The THC limit set by the Public Health Ministry is less than 0.015 milligram per 100 milliliters of drink.
Greening out on cannabis
Laced with THC, cannabis edibles can be risky for some users especially when it comes to overconsumption and accidental ingestion.
People have complained about adverse health effects as they mistake cannabis-based foods for regular foods, and are urging food vendors to inform consumers when foods they serve are cooked with marijuana.
A Facebook user using the Sirijan Teerawan account posted a warning about ‘greening out’. The user said she ingested a bitter gourd soup she bought from a food vendor that she did know contained cannabis. She felt dizziness and vomited and also experienced thirst and a dry mouth, and found it hard to swallow two hours after the meal. The symptoms persisted for two days so she sought medical attention. The doctor who treated her said she was greening out.
“Some people said they feel high when using it. But I felt very sick. Be careful if you’re inexperienced in taking marijuana,” she said.
A 43-year-old woman from Buriram said she had a really bad day after accidentally ingesting Chinese roll noodles featuring marijuana and urged food vendors to clearly post a sign.
“Vendors should use it responsibly. They have harmful effects on kids, the elderly, pregnant women and those with certain health problems,” she said.
Legalization sparks concerns about misuse among youths
Concerns were also raised over the recreational use of marijuana among children due to widespread use following the plant’s decriminalization.

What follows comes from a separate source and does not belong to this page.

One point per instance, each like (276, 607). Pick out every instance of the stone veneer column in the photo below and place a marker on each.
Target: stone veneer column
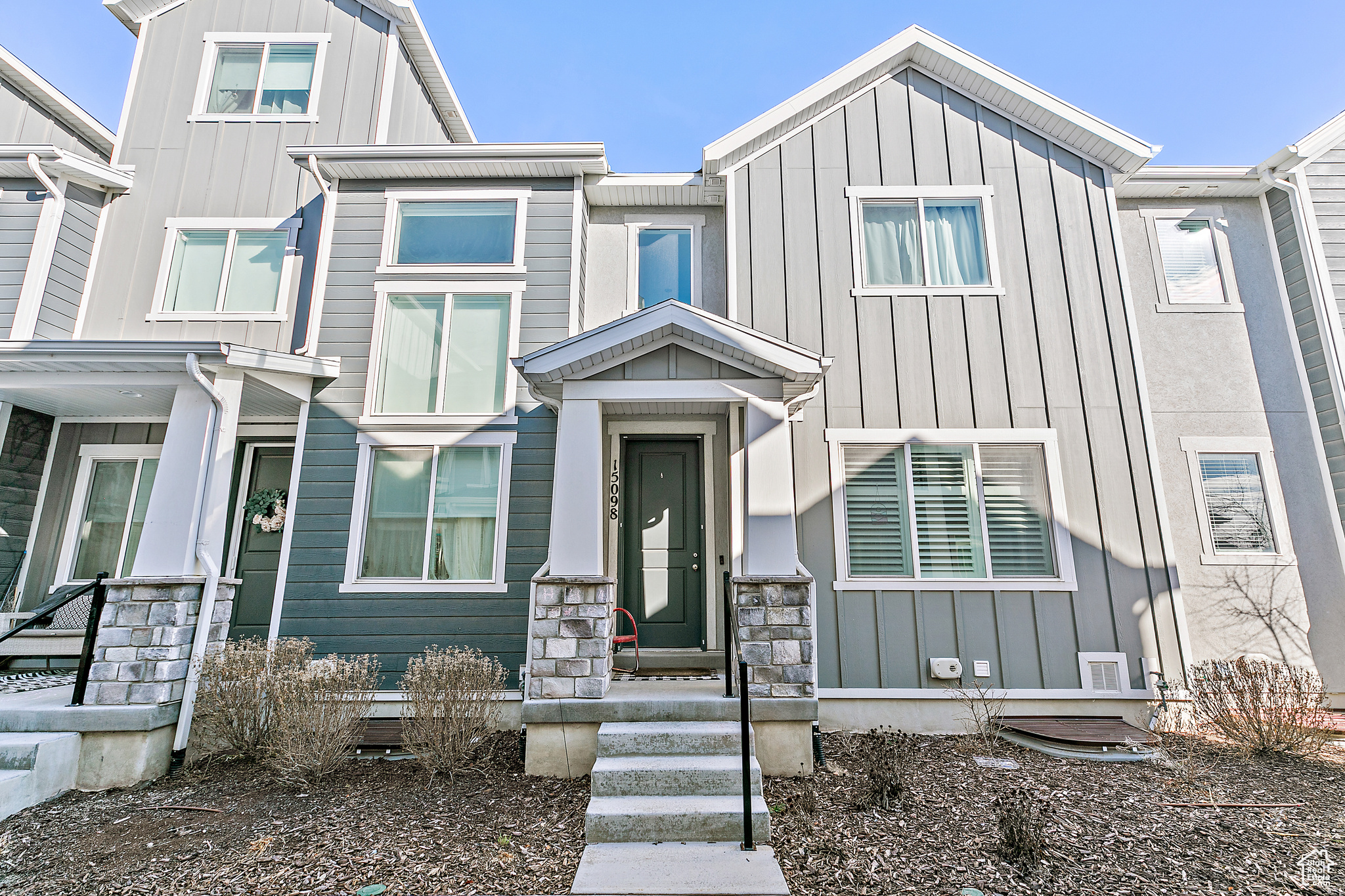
(144, 639)
(572, 637)
(775, 629)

On the same day, the country made cannabis legal, the Royal College of Pediatricians of Thailand issued an open letter calling on the government to ban the use of cannabis and weed-based products among those under 20 of age without a doctor’s approval.
Cannabis use among children can affect the developing brain, the letter said.
Many have complained about the move to legalize cannabis without any controls, especially the lack of any law prohibiting underage use.
There is currently no law in place regulating the proper use of weed, though a public nuisance violation in the case of smoking pot in public can land the user a jail term of 3 months and/ or a maximum fine of 25,000 baht.
The Cannabis and Hemp Act will be used as a tool to control, administer and restrict the cultivation, processing, and use of cannabis and hemp. But a new draft law on the plants control is now being considered in parliament.
A few weeks ago, Deputy Prime Minister and Public Health Minister Anutin Charnvirakul issued regulations to designate cannabis and hemp as controlled plants, banning the plants for people under 20 of age, pregnant women, and breastfeeding mothers unless they have permission from doctors.
The Ministry of Education later banned the plants from all schools nationwide. The Dean of the Faculty of Medicine’s Siriraj Hospital, Mahidol University, meanwhile, issued a ban on cannabis use in foods and drinks on the university’s premises.
Bangkok Governor Chadchart Sittipunt also declared all schools under the Bangkok Metropolitan Administration as cannabis-free zones, banning the sale of food and drinks mixed with the plants.
The announcement came after four males including students age 16 and 17 years were admitted to the hospital for a cannabis overdose. One died.
The 16-year-old was treated in an intensive care for an overdose, while the 17-year-old had palpitations after consuming the weed.
Ready or not, Thailand finally made it legal.
Cannabis cookies are not your grandma’s cookies. Learn about the plant, and its effects which can be harmful as well as beneficial, follow the rules, and use it safely and responsibly.